1954 eröffnet der Bamberger Karlheinz Ertl im Alter von nur 17 Jahren in Weichendorf (Landkreis Bamberg) sein erstes Lebensmittelgeschäft. Zwei Jahre später folgt die erste Filiale in der Schildstraße in Bamberg.
Die Geschäfte laufen so gut, dass der Sohn einer Beamtenfamilie weitere Filialen in der Gereuth, in der Erlichstraße und in der Luitpoldstraße 29 eröffnet.
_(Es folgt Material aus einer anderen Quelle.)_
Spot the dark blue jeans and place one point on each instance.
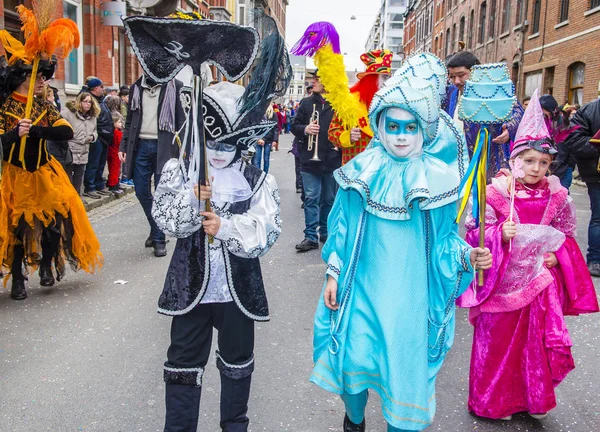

Anfang der 60er-Jahre begegnet Ertl seiner späteren Ehefrau Rosalinde, die im elterlichen Metzgerbetrieb arbeitet. Die beiden verlieben sich und heiraten. In den kommenden Jahren bekommen sie vier Kinder: Gaby (1963), Karl-Heinrich (1965), Ulli (1968) und Werner (1966). „Mein Mann wollte sechs Kinder. Aber nach dem vierten habe ich entschieden, dass das jetzt reicht“, sagt Rosalinde Ertl heute.
1968 erwerben Karlheinz und Rosalinde Ertl das ehemalige Hotel „Bayerischer“ in der Luitpoldstraße 45 in Bamberg. Das Ehepaar baut das Haus komplett um. Gleich nebenan zieht auf einer Fläche von gut 700 Quadratmetern der erste Aldi in Bamberg ein, damals noch unter dem Namen „Albrecht“.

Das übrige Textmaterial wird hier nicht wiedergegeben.